95. The Organized Mind by Daniel J. Levitin

You know things are starting to get weird here at Olman's Fifty when I'm reading bestseller non-fiction books read by business tycoons.  It had actually been on my list for a long time and now that I am reading so much, I have allowed myself the luxury of buying new books every now and then (only from independent bookstores).  I was near Paragraphe here the other day and picked this up as well as two other (gasp) literary fiction novels.

Levitin is a pretty succesful dude and one of those guys who has had tons of jobs.  The rare part about him is that after all those jobs, he ended up quite high in academia.  He started out in the music scene and produced albums for some pretty big names. He rubs shoulders with rock starts and CEOs.  He is also a professor and dean in psychology and behavioural neuroscience at McGill and KGI (I don't know what that is). 

It is sort of hard to encapsulate The Organized Mind, as it covers a pretty wide range of topics.  The subtitle says "Thinking Straight in the Age of Information Overload" and this theme was one of the reasons I added it to my list.  I had been struggling myself with distraction and time-wasting on the internet.  This part of the book was really interesting and super helpful for me.  He explains what we understand now about how the brain works and how that impacts the way we interact with the world. I have mostly gotten on top of my internet addiction these days, but I still tend to be very distracted in my work.  It is in the nature of my job to have multiple projects and many little tasks to do as well as longer-term goals.  Much of my work time was spent "multi-tasking".  What I learned from this book is that multi-tasking is actually quite tiring, the prefrontal cortex, which is responsible for focus uses up a lot of energy switching between different modes.  On the flip side, finishing minor tasks like responding to an email or chat, fires off a bit of dopamine and this becomes addictive.  So you think you are getting stuff done and feeling good about it, but you are actually exhausting yourself.  It's a bit more complicated than this and I am probably getting it wrong, but just understanding this has made me much more conscious and seemed to really motivate me to stick to one job at a time.  It's only been a week and it could be the placebo effect but I honestly have felt much less tired at the end of the day since I stopped jumping around from task to task at work.

I found the other elements in the book to be mostly good, but not so helpful for me.  I am a pretty organized person (and used to be extremely organized before having a family) and I have worked as an executive secretary and office manager, so much of the advice about organizing one's time, home and office was rudimentary to me, likewise most of the technical info about passwords and skepticism on the internet.  He argues strongly for expertise in information and uses wikipedia as an example of where amateurs creating info can go wrong.  This already seems dated, as wikipedia has addressed a lot of those issues, though his central concern was spot on as we see that it has gotten far far worse since 2014 since this was written.  I do think he betrays his own privilege and class position and doesn't take into consideration the profound power imbalances that we see much more starkly in the post-Trump world when he argues that the New York Times is an objective, unbiased source of info.

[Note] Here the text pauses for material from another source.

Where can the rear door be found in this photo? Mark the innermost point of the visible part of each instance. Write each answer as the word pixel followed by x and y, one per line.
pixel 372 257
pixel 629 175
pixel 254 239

Far, far worse, are some very snobby (and very typical for a McGill professor, the ultimate in Canadian intellectual elite class) assumptions about fiction where he cites some study that claims that reading "literary fiction" develops empathy much more than reading pulp fiction or non-fiction.  I get and agree with the overall point he is making, that reading fiction allows your mind to wander and uses the unconscious daydreaming mode.  But to make this false dichotomy between two class-based marketing categories of books is just embarrassing.  He claims that literary fiction has subtler characterization and thus makes the brain think more than rote pulp fiction.  This is class-based garbage. There is good literary fiction and there is good pulp fiction.  Likewise, there is a ton of fake high-browed literary fiction that is as boilerplate as any Harlequin romance (another genre that also has a range of quality, to be fair).  Very disappointing.  Otherwise, a pretty interesting read and I am better for it.